By Edmund DeMarche
Published April 29, 2017
FILE 2015: A female killer whale and her newborn calf are seen in this handout photo. (Reuters)
Killer whales off the coast of Monterey Bay have reportedly chalked up their fourth kill since last Thursday after separating a helpless gray whale calf from its mother.
Scientists called the killing spree in the area “unprecedented.” In the case of the gray whale calf, sightseers on a whale watching tour had front-row seats during the hunt. The San Francisco Chronicle reported that whale watchers have been able to see, firsthand, hunts that are usually only seen in productions.
“This has never happened in my thirty years," Nancy Black, a marine biologist with Monterey Bay Whale Watch, told The Chronicle. "Just to witness that out in nature when you usually see that kind of thing on television is really spectacular."
Monterey Bay historically is a favorite spot for orcas to intercept migrating gray whales.
The most recent killing occurred on Wednesday.

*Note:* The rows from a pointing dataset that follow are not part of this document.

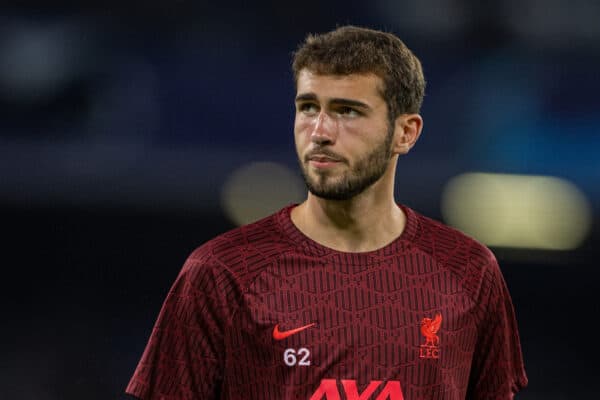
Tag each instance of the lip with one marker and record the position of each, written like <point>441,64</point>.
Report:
<point>322,161</point>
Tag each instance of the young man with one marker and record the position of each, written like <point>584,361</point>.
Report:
<point>347,295</point>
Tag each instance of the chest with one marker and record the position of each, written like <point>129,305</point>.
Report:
<point>403,319</point>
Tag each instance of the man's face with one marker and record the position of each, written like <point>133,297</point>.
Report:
<point>343,136</point>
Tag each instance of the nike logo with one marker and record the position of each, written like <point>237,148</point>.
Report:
<point>280,335</point>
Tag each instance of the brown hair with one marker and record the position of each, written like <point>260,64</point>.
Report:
<point>354,50</point>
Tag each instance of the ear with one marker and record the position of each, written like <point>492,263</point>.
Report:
<point>407,129</point>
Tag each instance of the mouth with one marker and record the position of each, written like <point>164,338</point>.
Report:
<point>320,160</point>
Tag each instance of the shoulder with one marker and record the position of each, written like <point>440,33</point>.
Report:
<point>244,249</point>
<point>470,260</point>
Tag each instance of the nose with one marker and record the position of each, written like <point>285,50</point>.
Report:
<point>325,130</point>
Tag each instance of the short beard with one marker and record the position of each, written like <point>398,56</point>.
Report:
<point>365,172</point>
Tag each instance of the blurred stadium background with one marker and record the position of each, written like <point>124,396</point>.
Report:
<point>133,131</point>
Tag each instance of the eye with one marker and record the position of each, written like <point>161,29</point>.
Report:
<point>348,111</point>
<point>307,108</point>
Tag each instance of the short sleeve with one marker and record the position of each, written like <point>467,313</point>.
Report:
<point>183,357</point>
<point>497,371</point>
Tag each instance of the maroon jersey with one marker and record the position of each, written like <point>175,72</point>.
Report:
<point>263,312</point>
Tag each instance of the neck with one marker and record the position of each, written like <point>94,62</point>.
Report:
<point>366,222</point>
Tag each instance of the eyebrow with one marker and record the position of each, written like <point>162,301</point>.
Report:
<point>335,101</point>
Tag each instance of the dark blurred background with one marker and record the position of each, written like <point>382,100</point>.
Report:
<point>133,131</point>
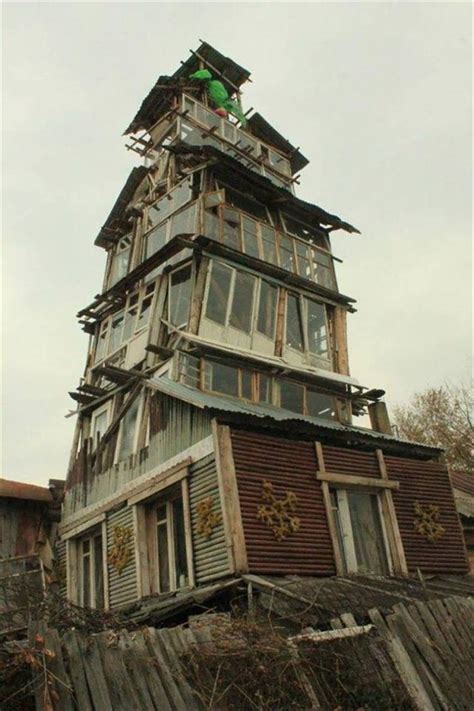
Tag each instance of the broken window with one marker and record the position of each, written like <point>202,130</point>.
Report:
<point>294,325</point>
<point>320,404</point>
<point>128,431</point>
<point>167,542</point>
<point>90,570</point>
<point>360,531</point>
<point>317,330</point>
<point>180,296</point>
<point>218,293</point>
<point>120,260</point>
<point>221,378</point>
<point>267,309</point>
<point>242,301</point>
<point>291,395</point>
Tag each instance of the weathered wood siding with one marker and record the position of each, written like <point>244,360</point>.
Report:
<point>289,466</point>
<point>122,586</point>
<point>179,426</point>
<point>210,554</point>
<point>428,483</point>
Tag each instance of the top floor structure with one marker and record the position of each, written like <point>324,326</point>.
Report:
<point>217,414</point>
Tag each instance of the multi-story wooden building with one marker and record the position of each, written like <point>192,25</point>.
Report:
<point>217,418</point>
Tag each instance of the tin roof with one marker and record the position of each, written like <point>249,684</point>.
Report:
<point>157,101</point>
<point>205,400</point>
<point>19,490</point>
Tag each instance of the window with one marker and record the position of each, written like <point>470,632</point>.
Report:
<point>316,328</point>
<point>294,325</point>
<point>128,431</point>
<point>180,296</point>
<point>360,531</point>
<point>120,260</point>
<point>168,542</point>
<point>99,424</point>
<point>90,570</point>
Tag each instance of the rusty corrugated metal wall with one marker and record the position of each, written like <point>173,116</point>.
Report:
<point>428,483</point>
<point>289,466</point>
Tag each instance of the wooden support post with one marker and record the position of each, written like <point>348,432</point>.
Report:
<point>379,419</point>
<point>391,522</point>
<point>231,513</point>
<point>328,506</point>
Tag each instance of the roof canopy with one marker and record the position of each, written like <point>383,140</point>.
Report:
<point>231,74</point>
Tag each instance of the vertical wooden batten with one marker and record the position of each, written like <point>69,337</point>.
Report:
<point>328,507</point>
<point>231,513</point>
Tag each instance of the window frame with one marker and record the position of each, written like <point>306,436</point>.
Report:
<point>169,488</point>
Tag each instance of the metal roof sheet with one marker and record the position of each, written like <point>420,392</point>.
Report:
<point>204,400</point>
<point>156,102</point>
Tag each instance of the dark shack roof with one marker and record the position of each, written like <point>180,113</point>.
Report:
<point>156,103</point>
<point>262,188</point>
<point>265,132</point>
<point>106,234</point>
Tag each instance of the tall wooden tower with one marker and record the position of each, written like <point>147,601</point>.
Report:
<point>216,429</point>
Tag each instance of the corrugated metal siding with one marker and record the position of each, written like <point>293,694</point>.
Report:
<point>61,566</point>
<point>427,483</point>
<point>182,425</point>
<point>350,461</point>
<point>210,555</point>
<point>290,466</point>
<point>123,587</point>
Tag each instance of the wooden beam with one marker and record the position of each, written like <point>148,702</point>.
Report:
<point>328,506</point>
<point>350,480</point>
<point>229,494</point>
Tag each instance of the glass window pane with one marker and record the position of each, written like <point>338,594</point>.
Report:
<point>231,228</point>
<point>184,223</point>
<point>246,384</point>
<point>224,379</point>
<point>116,332</point>
<point>287,259</point>
<point>163,557</point>
<point>268,236</point>
<point>180,295</point>
<point>155,240</point>
<point>294,331</point>
<point>320,404</point>
<point>242,302</point>
<point>317,328</point>
<point>128,426</point>
<point>179,544</point>
<point>98,572</point>
<point>267,309</point>
<point>367,533</point>
<point>302,254</point>
<point>250,237</point>
<point>291,396</point>
<point>218,294</point>
<point>265,391</point>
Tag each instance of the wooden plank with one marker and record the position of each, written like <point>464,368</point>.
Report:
<point>94,673</point>
<point>76,671</point>
<point>115,672</point>
<point>150,673</point>
<point>397,627</point>
<point>391,522</point>
<point>167,679</point>
<point>350,480</point>
<point>338,559</point>
<point>59,680</point>
<point>230,503</point>
<point>402,662</point>
<point>136,670</point>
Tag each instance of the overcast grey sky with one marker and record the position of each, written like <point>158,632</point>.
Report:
<point>378,96</point>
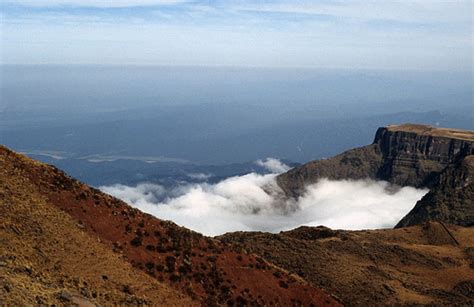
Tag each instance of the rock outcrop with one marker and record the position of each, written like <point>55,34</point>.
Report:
<point>451,199</point>
<point>405,155</point>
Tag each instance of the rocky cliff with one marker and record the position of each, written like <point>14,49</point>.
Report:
<point>405,155</point>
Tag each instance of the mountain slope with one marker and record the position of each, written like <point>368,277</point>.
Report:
<point>46,257</point>
<point>428,264</point>
<point>405,155</point>
<point>203,268</point>
<point>450,199</point>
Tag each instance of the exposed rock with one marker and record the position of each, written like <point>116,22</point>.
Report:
<point>182,267</point>
<point>451,199</point>
<point>412,266</point>
<point>405,155</point>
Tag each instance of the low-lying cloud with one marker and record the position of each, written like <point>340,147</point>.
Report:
<point>255,202</point>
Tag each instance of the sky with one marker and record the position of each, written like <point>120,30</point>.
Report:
<point>357,34</point>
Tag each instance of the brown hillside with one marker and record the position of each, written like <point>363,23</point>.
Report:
<point>203,268</point>
<point>430,264</point>
<point>47,258</point>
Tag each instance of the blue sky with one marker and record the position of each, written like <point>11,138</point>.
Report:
<point>359,34</point>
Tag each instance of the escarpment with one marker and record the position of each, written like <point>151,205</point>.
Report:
<point>451,199</point>
<point>187,267</point>
<point>405,155</point>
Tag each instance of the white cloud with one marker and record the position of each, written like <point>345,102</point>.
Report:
<point>273,165</point>
<point>414,11</point>
<point>255,202</point>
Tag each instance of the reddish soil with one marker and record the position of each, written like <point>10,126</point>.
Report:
<point>205,269</point>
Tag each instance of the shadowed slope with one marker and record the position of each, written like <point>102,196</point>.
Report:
<point>428,264</point>
<point>204,268</point>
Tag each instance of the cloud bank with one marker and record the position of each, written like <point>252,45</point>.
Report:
<point>273,165</point>
<point>254,202</point>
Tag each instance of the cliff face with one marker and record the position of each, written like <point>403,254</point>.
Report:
<point>406,155</point>
<point>451,199</point>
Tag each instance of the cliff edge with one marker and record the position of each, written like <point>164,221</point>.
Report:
<point>405,155</point>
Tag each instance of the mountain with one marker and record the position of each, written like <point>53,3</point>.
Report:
<point>65,242</point>
<point>430,264</point>
<point>406,155</point>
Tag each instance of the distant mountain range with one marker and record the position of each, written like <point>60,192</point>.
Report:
<point>63,242</point>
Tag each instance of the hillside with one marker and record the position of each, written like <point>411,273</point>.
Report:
<point>405,155</point>
<point>429,264</point>
<point>68,241</point>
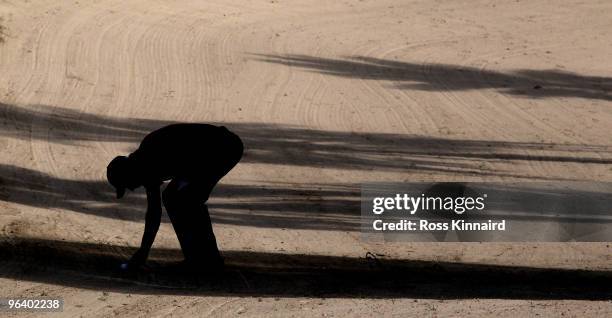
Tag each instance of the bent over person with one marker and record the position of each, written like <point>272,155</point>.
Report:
<point>194,157</point>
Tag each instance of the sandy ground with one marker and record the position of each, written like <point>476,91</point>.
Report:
<point>326,95</point>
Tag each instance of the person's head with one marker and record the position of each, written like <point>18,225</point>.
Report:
<point>121,174</point>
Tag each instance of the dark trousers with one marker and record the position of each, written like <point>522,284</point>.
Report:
<point>185,201</point>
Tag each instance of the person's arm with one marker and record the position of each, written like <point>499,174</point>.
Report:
<point>152,221</point>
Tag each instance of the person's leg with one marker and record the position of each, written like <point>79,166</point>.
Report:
<point>189,216</point>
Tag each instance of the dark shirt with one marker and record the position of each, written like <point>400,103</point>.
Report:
<point>186,151</point>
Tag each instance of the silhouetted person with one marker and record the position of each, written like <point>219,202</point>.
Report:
<point>194,157</point>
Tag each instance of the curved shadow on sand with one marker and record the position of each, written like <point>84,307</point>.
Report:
<point>446,77</point>
<point>92,266</point>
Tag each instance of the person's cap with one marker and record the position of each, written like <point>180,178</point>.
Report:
<point>116,173</point>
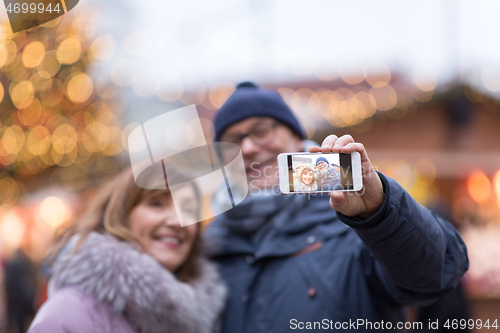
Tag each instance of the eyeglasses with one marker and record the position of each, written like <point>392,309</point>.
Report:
<point>260,136</point>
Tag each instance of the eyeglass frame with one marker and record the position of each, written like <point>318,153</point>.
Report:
<point>241,137</point>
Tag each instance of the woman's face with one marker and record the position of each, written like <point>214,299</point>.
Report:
<point>307,177</point>
<point>155,224</point>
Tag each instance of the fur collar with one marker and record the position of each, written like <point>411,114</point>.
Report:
<point>136,285</point>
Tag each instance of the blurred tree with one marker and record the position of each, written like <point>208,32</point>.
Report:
<point>58,125</point>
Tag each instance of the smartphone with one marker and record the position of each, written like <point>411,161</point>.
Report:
<point>319,173</point>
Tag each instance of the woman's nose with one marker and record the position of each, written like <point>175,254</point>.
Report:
<point>171,219</point>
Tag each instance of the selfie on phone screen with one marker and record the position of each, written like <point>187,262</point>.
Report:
<point>320,173</point>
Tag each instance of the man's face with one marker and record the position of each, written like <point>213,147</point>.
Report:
<point>322,166</point>
<point>261,165</point>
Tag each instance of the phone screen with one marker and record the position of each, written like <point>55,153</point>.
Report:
<point>319,172</point>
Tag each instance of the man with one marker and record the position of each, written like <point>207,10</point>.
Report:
<point>327,176</point>
<point>324,261</point>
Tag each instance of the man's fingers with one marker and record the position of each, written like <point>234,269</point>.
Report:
<point>341,142</point>
<point>326,146</point>
<point>355,146</point>
<point>337,199</point>
<point>314,149</point>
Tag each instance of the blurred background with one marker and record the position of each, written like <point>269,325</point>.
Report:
<point>418,83</point>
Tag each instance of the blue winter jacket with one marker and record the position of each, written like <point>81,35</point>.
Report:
<point>329,274</point>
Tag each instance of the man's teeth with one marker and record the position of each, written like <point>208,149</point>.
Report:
<point>170,240</point>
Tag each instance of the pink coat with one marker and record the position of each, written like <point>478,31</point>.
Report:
<point>110,286</point>
<point>70,310</point>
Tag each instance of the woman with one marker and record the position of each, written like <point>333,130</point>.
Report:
<point>128,267</point>
<point>305,182</point>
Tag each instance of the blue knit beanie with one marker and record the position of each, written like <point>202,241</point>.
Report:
<point>250,101</point>
<point>321,158</point>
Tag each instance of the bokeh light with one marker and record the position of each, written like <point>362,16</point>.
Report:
<point>33,54</point>
<point>102,48</point>
<point>53,211</point>
<point>425,78</point>
<point>79,88</point>
<point>12,230</point>
<point>69,51</point>
<point>479,187</point>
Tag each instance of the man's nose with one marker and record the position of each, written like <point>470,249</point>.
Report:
<point>248,147</point>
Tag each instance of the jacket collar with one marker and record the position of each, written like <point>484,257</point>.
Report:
<point>136,285</point>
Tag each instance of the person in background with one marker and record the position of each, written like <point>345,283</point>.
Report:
<point>292,261</point>
<point>305,182</point>
<point>327,176</point>
<point>128,266</point>
<point>20,291</point>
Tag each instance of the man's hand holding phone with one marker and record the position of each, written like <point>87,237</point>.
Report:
<point>362,204</point>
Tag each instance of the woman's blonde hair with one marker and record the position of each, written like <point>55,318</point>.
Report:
<point>109,213</point>
<point>301,172</point>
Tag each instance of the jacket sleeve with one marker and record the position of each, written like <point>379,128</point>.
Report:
<point>415,255</point>
<point>63,313</point>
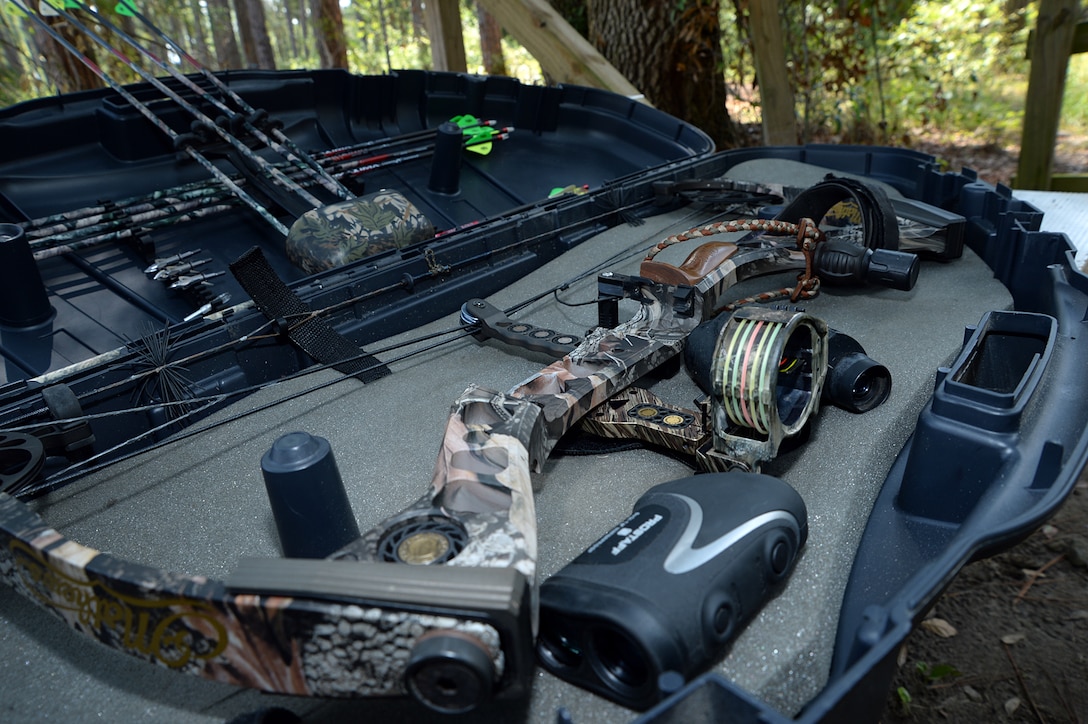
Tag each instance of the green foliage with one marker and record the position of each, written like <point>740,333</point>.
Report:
<point>954,65</point>
<point>882,70</point>
<point>935,673</point>
<point>904,700</point>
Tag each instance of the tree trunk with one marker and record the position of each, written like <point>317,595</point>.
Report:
<point>64,69</point>
<point>199,49</point>
<point>222,33</point>
<point>776,95</point>
<point>255,35</point>
<point>329,26</point>
<point>672,56</point>
<point>491,43</point>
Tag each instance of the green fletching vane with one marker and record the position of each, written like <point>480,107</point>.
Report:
<point>462,121</point>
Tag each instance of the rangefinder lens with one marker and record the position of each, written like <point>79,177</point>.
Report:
<point>620,660</point>
<point>559,650</point>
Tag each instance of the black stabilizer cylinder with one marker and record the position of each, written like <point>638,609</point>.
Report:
<point>839,261</point>
<point>312,514</point>
<point>854,380</point>
<point>699,351</point>
<point>446,162</point>
<point>23,298</point>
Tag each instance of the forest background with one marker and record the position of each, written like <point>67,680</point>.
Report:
<point>937,75</point>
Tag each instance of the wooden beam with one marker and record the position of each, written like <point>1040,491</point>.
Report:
<point>776,95</point>
<point>444,28</point>
<point>564,54</point>
<point>1042,108</point>
<point>1079,40</point>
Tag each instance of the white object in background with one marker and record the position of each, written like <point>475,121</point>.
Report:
<point>1065,212</point>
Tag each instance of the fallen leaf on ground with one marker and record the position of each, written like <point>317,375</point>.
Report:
<point>940,627</point>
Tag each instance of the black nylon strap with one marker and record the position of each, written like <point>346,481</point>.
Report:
<point>879,225</point>
<point>314,336</point>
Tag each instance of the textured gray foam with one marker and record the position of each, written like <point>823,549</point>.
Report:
<point>199,505</point>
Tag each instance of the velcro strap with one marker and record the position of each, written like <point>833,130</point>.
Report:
<point>314,336</point>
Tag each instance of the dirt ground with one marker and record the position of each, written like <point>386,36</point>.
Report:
<point>1008,641</point>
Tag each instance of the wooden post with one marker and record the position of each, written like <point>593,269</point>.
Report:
<point>1042,108</point>
<point>447,44</point>
<point>779,115</point>
<point>563,53</point>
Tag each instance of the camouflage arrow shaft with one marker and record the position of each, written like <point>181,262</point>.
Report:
<point>132,215</point>
<point>291,146</point>
<point>206,122</point>
<point>323,179</point>
<point>125,230</point>
<point>149,114</point>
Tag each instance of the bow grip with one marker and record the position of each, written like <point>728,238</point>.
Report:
<point>704,259</point>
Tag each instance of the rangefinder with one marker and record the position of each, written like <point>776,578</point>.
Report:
<point>663,592</point>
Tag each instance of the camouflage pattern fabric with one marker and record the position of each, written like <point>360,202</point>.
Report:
<point>340,233</point>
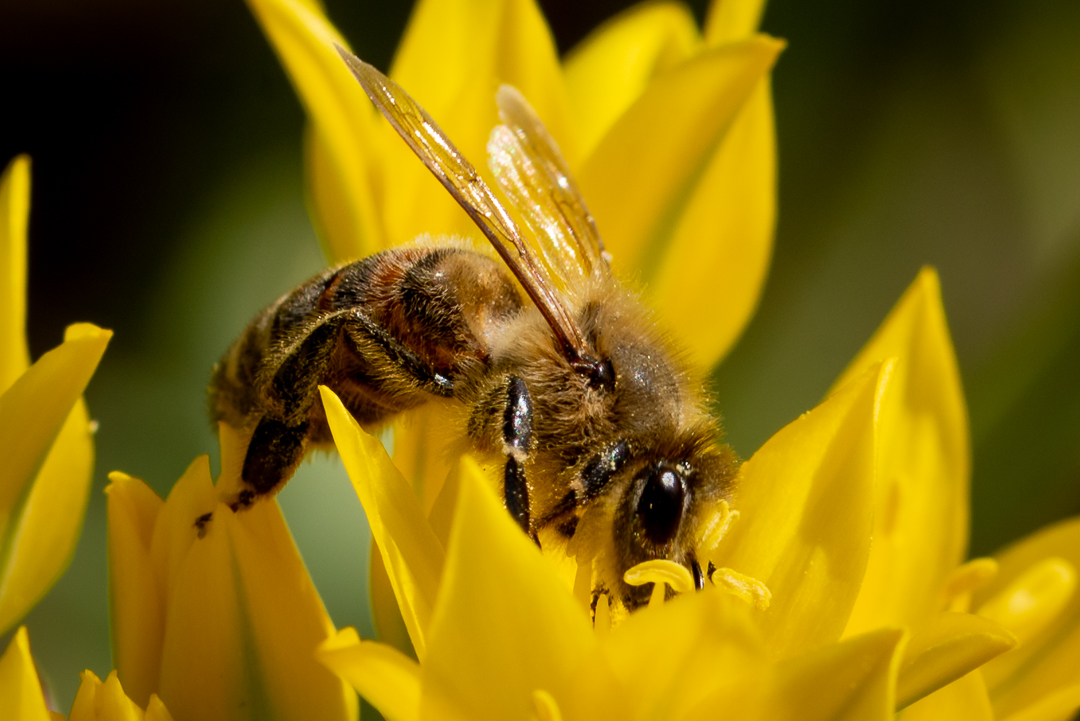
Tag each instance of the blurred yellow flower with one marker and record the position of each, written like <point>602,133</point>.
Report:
<point>214,611</point>
<point>22,697</point>
<point>45,435</point>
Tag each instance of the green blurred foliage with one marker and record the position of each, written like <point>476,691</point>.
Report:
<point>167,205</point>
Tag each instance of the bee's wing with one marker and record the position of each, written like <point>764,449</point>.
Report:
<point>460,178</point>
<point>532,173</point>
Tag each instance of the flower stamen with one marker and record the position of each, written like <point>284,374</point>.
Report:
<point>748,589</point>
<point>717,527</point>
<point>660,573</point>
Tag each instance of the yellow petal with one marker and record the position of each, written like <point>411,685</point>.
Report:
<point>21,695</point>
<point>1033,600</point>
<point>730,21</point>
<point>136,598</point>
<point>806,502</point>
<point>719,250</point>
<point>422,449</point>
<point>45,443</point>
<point>670,658</point>
<point>242,626</point>
<point>386,615</point>
<point>14,211</point>
<point>157,711</point>
<point>103,702</point>
<point>286,617</point>
<point>640,176</point>
<point>944,650</point>
<point>964,698</point>
<point>342,162</point>
<point>852,680</point>
<point>385,677</point>
<point>1047,663</point>
<point>451,59</point>
<point>410,552</point>
<point>921,501</point>
<point>48,531</point>
<point>504,616</point>
<point>610,68</point>
<point>1058,706</point>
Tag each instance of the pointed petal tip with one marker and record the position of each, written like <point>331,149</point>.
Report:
<point>80,330</point>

Although it usually takes hours for killer whales to kill a grey whale calf—due in part to the fact that these calfs’ mothers usually give a valiant effort to protect their young, using their massive tails to strike at the orcas and-- at times -- roll over with the calf on their bellies—the killing on Wednesday took only 20 minutes.
Black told the paper that the mother and calf in this case appeared to be thinner than usual, hence may have given up a lesser fight. She said it may be a record how fast the pod of nine whales killed the calf.
Young orcas swam nearby to observe how the females approach the kill.
"Mothers and calves are last to migrate because they stay in Mexico longer so their calves can grow up and gain weight before they make that long migration," Black told the paper.